Towards $2+1$D quantum electrodynamics on a cold-atom quantum simulator

TL;DR

This paper proposes a feasible cold-atom quantum simulator for a (2+1)D U(1) lattice gauge theory with dynamical matter, using a spin 1 truncation and existing ultracold-atom technology, enabling more realistic simulations.

Contribution

It introduces a new method to simulate higher-dimensional lattice gauge theories with larger gauge-field truncations using cold atoms and quantum Zeno stabilization.

Findings

Simulated real-time dynamics faithfully reproduce the target gauge theory.

Gauge constraints are robustly preserved during evolution.

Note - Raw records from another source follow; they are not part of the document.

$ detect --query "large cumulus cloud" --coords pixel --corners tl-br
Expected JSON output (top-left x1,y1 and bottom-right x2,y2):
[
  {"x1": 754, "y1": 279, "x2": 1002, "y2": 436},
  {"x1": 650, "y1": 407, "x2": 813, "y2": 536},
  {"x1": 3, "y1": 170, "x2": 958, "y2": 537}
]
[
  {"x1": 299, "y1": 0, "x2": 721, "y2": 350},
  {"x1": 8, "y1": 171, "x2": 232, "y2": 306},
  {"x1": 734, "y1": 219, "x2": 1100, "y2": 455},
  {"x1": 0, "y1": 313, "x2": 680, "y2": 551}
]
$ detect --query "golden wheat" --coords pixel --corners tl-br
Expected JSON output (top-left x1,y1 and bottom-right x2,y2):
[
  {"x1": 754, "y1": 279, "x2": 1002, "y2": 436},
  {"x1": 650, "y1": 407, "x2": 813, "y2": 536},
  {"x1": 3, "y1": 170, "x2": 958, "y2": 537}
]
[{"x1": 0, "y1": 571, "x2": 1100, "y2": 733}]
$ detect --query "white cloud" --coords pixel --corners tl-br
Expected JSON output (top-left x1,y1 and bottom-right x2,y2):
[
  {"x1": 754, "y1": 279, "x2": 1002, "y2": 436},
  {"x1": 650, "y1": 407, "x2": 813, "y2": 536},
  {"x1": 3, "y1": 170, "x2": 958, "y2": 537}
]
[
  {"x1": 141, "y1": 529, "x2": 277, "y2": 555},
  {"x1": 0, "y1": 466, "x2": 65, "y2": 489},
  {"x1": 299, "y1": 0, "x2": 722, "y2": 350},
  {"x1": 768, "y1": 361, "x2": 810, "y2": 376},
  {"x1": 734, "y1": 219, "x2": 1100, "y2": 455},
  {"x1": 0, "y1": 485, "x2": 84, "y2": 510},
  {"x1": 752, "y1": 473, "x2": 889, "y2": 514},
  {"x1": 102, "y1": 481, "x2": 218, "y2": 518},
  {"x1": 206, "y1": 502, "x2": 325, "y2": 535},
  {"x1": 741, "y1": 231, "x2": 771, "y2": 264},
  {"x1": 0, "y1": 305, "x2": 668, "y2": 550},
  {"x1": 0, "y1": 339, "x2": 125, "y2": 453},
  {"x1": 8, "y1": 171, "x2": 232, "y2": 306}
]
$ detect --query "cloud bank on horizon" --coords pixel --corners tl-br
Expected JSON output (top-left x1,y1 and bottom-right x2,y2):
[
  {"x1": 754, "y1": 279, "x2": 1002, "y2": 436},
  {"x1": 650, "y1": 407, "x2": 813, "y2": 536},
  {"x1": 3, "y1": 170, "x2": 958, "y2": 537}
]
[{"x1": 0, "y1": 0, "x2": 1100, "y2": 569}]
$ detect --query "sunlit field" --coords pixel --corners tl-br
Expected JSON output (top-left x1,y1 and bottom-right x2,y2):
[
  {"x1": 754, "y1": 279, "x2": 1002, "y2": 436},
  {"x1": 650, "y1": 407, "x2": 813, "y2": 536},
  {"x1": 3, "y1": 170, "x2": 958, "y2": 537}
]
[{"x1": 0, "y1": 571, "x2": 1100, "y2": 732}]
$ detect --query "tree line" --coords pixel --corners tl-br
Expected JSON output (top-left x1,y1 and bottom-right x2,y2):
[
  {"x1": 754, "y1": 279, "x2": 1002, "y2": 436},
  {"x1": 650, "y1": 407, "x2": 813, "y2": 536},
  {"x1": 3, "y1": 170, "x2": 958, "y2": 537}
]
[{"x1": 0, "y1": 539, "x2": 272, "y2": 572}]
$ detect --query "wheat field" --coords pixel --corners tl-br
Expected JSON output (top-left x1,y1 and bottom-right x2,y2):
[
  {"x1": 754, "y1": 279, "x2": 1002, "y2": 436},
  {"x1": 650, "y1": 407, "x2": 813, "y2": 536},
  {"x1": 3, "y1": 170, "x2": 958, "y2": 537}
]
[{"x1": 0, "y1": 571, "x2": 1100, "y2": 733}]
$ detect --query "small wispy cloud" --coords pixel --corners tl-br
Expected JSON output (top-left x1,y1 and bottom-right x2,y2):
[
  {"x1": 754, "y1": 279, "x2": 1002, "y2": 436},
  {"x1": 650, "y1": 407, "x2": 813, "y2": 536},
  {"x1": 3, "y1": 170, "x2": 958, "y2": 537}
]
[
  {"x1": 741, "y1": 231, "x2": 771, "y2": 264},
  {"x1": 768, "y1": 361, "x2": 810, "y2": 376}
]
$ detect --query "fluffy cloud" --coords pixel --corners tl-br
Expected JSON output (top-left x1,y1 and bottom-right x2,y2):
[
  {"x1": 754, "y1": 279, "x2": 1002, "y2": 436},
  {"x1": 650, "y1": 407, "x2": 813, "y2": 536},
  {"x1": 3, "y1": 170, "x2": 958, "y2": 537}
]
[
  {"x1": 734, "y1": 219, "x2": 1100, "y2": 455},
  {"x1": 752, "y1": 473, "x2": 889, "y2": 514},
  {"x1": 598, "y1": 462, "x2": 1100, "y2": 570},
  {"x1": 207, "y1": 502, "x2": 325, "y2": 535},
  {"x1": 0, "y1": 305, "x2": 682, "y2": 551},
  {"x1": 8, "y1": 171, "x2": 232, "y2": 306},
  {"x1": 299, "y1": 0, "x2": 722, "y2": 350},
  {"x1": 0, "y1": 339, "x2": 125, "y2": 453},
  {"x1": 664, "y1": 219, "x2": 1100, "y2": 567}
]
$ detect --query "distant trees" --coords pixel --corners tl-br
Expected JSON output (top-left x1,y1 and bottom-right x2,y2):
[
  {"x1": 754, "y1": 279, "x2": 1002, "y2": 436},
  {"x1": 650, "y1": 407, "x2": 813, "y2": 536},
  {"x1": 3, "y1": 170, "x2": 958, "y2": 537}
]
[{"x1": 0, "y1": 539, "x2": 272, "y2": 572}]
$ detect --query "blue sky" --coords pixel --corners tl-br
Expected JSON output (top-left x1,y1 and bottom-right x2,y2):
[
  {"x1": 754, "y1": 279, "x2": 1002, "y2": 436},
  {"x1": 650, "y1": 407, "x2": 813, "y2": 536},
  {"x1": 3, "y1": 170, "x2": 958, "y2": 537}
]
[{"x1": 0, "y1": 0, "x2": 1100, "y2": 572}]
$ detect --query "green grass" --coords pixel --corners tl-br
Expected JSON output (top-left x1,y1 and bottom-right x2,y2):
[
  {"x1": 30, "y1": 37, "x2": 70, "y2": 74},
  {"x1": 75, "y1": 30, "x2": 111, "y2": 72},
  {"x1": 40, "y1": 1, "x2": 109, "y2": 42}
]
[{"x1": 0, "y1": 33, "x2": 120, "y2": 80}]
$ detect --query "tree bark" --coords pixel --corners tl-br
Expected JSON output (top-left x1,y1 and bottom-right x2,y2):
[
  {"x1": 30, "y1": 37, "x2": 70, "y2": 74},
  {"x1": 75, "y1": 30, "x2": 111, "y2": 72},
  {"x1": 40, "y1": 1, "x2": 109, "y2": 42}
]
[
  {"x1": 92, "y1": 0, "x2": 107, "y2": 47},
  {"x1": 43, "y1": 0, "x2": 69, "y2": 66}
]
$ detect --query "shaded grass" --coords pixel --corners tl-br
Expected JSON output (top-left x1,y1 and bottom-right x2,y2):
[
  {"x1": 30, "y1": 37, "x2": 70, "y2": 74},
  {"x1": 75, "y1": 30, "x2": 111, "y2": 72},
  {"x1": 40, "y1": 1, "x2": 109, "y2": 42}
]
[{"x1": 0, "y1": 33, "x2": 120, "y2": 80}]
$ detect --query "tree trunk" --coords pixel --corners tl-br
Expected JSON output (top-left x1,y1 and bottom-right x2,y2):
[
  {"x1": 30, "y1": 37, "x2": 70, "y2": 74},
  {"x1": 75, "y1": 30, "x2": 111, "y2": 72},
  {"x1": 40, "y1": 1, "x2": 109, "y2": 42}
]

Implementation requires only moderate resources available in current ultracold-atom experiments.

Abstract

Cold atoms have become a powerful platform for quantum-simulating lattice gauge theories in higher spatial dimensions. However, such realizations have been restricted to the lowest possible truncations of the gauge field, which limit the connections one can make to lattice quantum electrodynamics. Here, we propose a feasible cold-atom quantum simulator of a $(2+1)$-dimensional U$(1)$ lattice gauge theory in a spin $S=1$ truncation, featuring dynamical matter and gauge fields. We derive a mapping of this theory onto a bosonic computational basis, stabilized by an emergent gauge-protection mechanism through quantum Zeno dynamics. The implementation is based on a single-species Bose--Hubbard model realized in a tilted optical superlattice. This approach requires only moderate experimental resources already available in current ultracold-atom platforms. Using infinite matrix product state simulations, we benchmark real-time dynamics under global quenches. The results demonstrate faithful evolution of the target gauge theory and robust preservation of the gauge constraints. Our work significantly advances the experimental prospects for simulating higher-dimensional lattice gauge theories using larger gauge-field truncations.